In order to make the most money and have the most career options, you should train to become a Master Sommelier through the Court of Master Sommeliers. This course trains you not just in wine regions and varieties but in the aesthetics of wine service. The Advanced Certificate at least should be a goal.
If you do land a job at a wine-focused restaurant, you will get to taste beautiful wines and occasionally travel to the vineyards from which the wines originated. The major downside is a long workday. When people leave their jobs at 5 and head to your restaurant, your workday is just beginning.
Wine Shop Owner/Manager
Wine retail store owners and managers need a level of wine knowledge that would be expected from a sommelier. Customers will ask about food and wine pairing, which new wines they should buy, and how long they should cellar particular bottles. Like a sommelier, the wine store owner will also need to handle the sometimes mundane administrative tasks of keeping track of inventory, ordering, and training store associates. Wine store owners also need to be keenly aware of their communities, such that they don't stock their shelves with Chateau Margaux when the locals want Yellow Tail.
If this career path appeals to you, become a cashier or store clerk at a wine shop, and over time you will move up the ladder. You will learn the basics of customer service and immerse yourself in wine at the same time. You might also get to taste some really extraordinary bottles. You have the potential to make more money if you own or manage a chain of stores rather than a single store.
For many, the prospect of becoming a wine writer is the ultimate wine job. You can work from home, fly around the world visiting out-of-the-way wine regions, and have wine samples sent to your home for review. The most successful wine writers, such as American Robert Parker and Englishman Hugh Johnson, certainly enjoy these perks, but the reality is that very few wine writers can support themselves entirely from their writing. Many work day jobs as they submit articles to magazine and newspapers, or book ideas to editors. Rejection of one's work is far more common than acceptance. The keys to success are to understand the wine business inside and out, know the major players, and have exceptional writing skills.
The wine writer plays a very important role in the industry as a whole. Wine columnists employed by national publications such as the New York Times and Wine Spectator reach millions of readers, educating them to become more discerning consumers of wine. Wines reviewed positively by wine writers can sell out quickly from stores and restaurants, making winemakers and sommeliers smile all the way to the bank.
This is one of the broadest careers in the wine industry. Wineries need wine educators to work with visitors, whether they are in the trade or from the general public.
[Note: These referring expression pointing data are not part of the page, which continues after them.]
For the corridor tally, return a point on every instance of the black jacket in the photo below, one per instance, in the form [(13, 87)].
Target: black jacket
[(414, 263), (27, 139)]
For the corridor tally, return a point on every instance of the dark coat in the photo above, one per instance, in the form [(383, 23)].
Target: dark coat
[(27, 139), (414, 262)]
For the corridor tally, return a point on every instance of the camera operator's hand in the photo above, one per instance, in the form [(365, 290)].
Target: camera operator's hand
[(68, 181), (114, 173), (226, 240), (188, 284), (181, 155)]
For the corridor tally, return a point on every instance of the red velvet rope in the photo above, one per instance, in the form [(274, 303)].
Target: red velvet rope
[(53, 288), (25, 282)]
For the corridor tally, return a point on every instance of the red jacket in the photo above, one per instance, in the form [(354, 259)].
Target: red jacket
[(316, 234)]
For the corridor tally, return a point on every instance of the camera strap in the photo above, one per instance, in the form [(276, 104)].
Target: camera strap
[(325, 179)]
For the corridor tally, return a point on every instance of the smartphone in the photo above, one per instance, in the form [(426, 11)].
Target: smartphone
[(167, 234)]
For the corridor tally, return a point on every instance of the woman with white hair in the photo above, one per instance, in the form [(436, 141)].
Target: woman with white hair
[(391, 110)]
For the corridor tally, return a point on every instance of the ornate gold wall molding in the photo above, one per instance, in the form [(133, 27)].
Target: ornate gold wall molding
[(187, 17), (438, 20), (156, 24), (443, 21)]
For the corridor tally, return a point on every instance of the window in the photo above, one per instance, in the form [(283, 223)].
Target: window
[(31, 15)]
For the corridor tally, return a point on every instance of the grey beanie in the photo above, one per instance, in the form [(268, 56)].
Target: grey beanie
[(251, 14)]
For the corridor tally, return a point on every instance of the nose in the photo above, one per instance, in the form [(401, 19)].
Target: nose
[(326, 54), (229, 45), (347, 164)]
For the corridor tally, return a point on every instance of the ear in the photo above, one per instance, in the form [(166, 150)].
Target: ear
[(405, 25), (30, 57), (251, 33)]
Universities need professors to train the next generation of winemakers and vineyard managers. Culinary schools need instructors who can move easily between the worlds of wine and food as they shape future executive chefs.
You will need an advanced degree in your chosen field to reach the higher echelons of this career path. Master Sommeliers often teach in culinary schools. Winemakers with Ph.D.s in fermentation science will often work in higher education and conduct research that betters the industry as a whole. Good public speaking skills, good writing skills, and a passion for wine are essential is you wish to be a professional wine educator.